When we first walked in, there were a few people standing around the kitchen, and on the right side of the family room there were a few more people sitting down. All of us got offered a drink and we took them and sat down on the couch and socialized with the other people there. I opened the can and took a drink, it was a horrible taste. It felt like I was drinking poison, but everyone else was doing it so I thought it was the cool thing to do. After I finished about half the drink I started getting more friendly and talking a lot more, my shy personality went out the window for the rest of the night.

A few hours went by and it was 12:00, by this time I was pretty crazy and a little on the intoxicated side. Somehow my phone fell out of my pocket and ended up getting lost. I was so scared, freaking out because I didn’t know where it was and I knew it was getting late. People were telling me my mom was calling me and I couldn’t exactly call her back because I didn’t know where my phone was. A few of the people there, including my friends, told me to calm down everything would be okay. I had to sit and wait a while before I could actually go home to my mom. I was ready to leave and I didn’t feel good at all.
Eventually I found my phone and calmly returned my mom’s phone call and the first thing she said was “Where are you?” I couldn’t tell her where I was because I didn’t even know where I was. The call lasted about 5-10 minutes and in that time frame my mom told me to get home now or I was grounded. I pretty much ignored what she said, and stayed a little longer. In my mind I was beyond ready to go home, but I couldn’t show it on my face because it was still “early” and the party was getting fun.
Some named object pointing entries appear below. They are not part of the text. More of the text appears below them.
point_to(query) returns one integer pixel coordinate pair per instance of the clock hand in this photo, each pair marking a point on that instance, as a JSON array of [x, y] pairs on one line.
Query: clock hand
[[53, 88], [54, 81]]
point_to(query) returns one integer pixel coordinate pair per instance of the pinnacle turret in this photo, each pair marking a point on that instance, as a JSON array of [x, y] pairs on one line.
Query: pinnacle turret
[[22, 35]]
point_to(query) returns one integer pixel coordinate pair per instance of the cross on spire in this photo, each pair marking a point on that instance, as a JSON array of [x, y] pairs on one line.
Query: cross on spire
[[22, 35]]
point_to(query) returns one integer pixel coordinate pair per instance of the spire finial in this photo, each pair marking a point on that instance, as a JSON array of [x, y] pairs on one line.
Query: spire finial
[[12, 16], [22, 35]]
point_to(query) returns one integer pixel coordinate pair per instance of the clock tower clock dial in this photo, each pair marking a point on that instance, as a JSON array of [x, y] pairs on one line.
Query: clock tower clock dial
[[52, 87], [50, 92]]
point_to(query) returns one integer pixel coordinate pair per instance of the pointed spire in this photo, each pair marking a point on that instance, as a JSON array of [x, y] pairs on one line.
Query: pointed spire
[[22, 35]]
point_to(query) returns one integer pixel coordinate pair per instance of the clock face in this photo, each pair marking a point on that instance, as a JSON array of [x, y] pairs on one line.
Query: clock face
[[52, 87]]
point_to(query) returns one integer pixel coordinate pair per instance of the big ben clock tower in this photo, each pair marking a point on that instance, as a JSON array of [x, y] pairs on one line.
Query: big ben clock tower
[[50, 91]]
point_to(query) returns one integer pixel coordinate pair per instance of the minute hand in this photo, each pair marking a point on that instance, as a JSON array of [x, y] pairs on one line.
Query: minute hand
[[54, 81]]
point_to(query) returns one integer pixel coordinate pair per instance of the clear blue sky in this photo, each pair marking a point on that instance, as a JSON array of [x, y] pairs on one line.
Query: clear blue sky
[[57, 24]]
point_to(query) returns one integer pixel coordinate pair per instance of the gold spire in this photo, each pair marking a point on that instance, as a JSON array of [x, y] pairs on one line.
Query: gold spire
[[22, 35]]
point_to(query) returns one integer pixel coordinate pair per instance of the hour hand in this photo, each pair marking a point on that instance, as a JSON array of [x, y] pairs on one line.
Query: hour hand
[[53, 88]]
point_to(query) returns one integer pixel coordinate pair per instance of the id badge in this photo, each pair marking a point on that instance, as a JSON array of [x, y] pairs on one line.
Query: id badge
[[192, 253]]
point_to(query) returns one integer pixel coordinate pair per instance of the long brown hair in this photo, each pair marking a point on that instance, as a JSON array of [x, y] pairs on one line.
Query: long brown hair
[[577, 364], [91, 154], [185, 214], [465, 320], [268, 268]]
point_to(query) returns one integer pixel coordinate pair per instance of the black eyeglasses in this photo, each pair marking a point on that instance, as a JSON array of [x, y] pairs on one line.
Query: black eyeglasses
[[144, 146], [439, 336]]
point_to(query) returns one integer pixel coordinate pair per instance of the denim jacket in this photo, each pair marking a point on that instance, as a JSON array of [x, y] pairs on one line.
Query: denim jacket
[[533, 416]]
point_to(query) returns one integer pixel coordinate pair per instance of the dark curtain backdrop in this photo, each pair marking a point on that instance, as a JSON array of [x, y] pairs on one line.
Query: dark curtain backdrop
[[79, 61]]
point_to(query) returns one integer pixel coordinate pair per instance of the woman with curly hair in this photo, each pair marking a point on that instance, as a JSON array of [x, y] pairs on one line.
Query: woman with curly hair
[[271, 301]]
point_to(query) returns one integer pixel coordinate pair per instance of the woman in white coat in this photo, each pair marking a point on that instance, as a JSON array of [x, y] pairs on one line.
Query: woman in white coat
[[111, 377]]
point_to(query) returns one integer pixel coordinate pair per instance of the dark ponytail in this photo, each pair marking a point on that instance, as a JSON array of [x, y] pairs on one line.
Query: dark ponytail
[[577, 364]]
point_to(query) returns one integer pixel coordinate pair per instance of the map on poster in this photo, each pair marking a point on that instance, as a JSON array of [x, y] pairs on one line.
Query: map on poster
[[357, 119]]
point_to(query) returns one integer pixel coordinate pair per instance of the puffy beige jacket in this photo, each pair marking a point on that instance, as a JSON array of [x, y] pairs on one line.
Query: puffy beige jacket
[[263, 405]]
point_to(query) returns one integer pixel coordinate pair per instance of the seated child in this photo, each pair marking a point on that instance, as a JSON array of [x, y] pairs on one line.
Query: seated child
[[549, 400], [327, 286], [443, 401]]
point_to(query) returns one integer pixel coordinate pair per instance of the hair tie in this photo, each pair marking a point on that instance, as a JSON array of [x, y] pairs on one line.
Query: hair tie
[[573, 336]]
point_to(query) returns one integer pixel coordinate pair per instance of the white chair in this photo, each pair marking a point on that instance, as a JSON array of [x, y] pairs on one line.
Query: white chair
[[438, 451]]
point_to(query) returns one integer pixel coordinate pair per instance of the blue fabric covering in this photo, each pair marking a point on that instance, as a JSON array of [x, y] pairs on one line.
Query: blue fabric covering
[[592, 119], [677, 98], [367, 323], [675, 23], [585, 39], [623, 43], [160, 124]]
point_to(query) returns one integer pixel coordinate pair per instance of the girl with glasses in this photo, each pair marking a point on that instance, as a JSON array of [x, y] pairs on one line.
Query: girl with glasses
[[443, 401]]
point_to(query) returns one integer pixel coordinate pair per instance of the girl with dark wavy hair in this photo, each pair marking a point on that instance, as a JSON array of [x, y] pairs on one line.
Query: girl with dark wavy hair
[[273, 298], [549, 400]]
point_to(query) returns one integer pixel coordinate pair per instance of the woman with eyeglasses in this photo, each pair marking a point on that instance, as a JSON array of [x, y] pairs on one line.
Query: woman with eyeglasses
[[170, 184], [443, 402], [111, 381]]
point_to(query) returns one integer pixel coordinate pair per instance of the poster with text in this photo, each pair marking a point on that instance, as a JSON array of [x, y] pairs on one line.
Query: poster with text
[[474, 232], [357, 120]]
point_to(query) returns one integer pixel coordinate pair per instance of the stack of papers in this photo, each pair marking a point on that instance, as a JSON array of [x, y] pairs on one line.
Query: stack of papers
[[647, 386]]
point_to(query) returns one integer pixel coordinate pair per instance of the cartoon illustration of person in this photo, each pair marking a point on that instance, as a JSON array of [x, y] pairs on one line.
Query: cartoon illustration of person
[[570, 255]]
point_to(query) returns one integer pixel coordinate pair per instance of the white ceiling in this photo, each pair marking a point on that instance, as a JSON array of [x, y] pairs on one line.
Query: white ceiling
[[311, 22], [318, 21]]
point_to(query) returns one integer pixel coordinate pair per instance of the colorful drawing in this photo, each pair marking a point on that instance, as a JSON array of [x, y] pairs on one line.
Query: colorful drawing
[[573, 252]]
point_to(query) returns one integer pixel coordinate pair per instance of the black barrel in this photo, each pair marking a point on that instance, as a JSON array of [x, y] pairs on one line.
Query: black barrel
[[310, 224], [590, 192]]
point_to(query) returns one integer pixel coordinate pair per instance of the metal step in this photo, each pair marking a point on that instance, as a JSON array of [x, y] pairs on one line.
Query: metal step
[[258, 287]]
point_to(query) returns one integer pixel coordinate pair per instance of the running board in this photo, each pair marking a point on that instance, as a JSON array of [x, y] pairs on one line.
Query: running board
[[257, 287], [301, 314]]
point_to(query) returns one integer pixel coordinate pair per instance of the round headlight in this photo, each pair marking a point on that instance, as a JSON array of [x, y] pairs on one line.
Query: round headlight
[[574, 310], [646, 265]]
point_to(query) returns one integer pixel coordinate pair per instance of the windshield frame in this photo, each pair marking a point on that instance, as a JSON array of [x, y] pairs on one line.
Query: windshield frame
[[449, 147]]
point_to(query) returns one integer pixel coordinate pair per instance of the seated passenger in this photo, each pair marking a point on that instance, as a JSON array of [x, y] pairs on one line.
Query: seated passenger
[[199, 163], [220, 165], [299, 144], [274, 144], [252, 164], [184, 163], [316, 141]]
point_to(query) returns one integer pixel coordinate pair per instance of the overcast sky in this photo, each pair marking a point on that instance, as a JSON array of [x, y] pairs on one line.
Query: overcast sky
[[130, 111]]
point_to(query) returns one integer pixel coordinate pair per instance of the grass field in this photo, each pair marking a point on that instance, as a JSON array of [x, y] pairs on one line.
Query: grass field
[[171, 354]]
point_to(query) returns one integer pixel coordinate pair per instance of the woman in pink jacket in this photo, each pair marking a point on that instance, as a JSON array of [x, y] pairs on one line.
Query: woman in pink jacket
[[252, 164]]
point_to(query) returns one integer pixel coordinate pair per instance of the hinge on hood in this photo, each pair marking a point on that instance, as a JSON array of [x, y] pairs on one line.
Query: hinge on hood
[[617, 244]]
An hour later I calmed down a little bit, I looked at the time and it was 12:30am already. I looked at my phone and had a lot of missed calls from my mom, I knew I was in trouble. I told my friends I had to go home right away, but no one was coherent enough to drive me home.
We finally found someone to take me home and Lexi rode along to make sure I got home safe. My mom was waiting up for me. I could see the anger in her eyes and I knew I was in the worst trouble I have ever been in. I stumbled inside and as soon as my mom closed the door she instantly started yelling at me.
“Where were you!?” she screamed, “I was worried sick, I called you hundreds of times and you didn’t answer my calls, do you know what time it is?”
I actually didn’t know what time it was, according to my mom it was around 2:30. An hour went by and my mom finally stopped yelling at me. I had a huge headache and all I wanted to do was go to sleep.

The next morning my mom woke me up at the crack of dawn to go help out at a family yard sale. Being at this yard sale was the last place I wanted to be. I was so tired and felt like I got hit by a 3000 ton truck. By the time I got there my whole family knew about what happened hours before. I quietly sat down, put my glasses on and stayed to myself. I felt like everyone was looking at me and judging me for the mistake that I made. Doesn’t everyone make mistakes? I’m still a kid and I’m learning my right from wrongs still.
It seemed like this yard sale lasted all day long, I couldn’t be more excited to go home and go back to sleep. I felt the awkwardness with my mom, I knew she was very disappointed in me. I knew that I made a mistake and this was a lesson I’ll always remember learning from.

I learned that I should communicate with my mom a lot better than I did in this situation. Anything could have happened to me and I simply didn’t tell her where I was going, or who I was going to be with. This was a big mistake. This experience made my mom and I a lot closer when it comes to party’s, alcohol, boys, etc. Never have I lied to my mom about where I’m going or who I’m going with since that incident happened. She did end up forgiving me and accepting my apology, but I know she hasn’t forgotten this story and neither have I. Like my mother has always said, “Be honest.”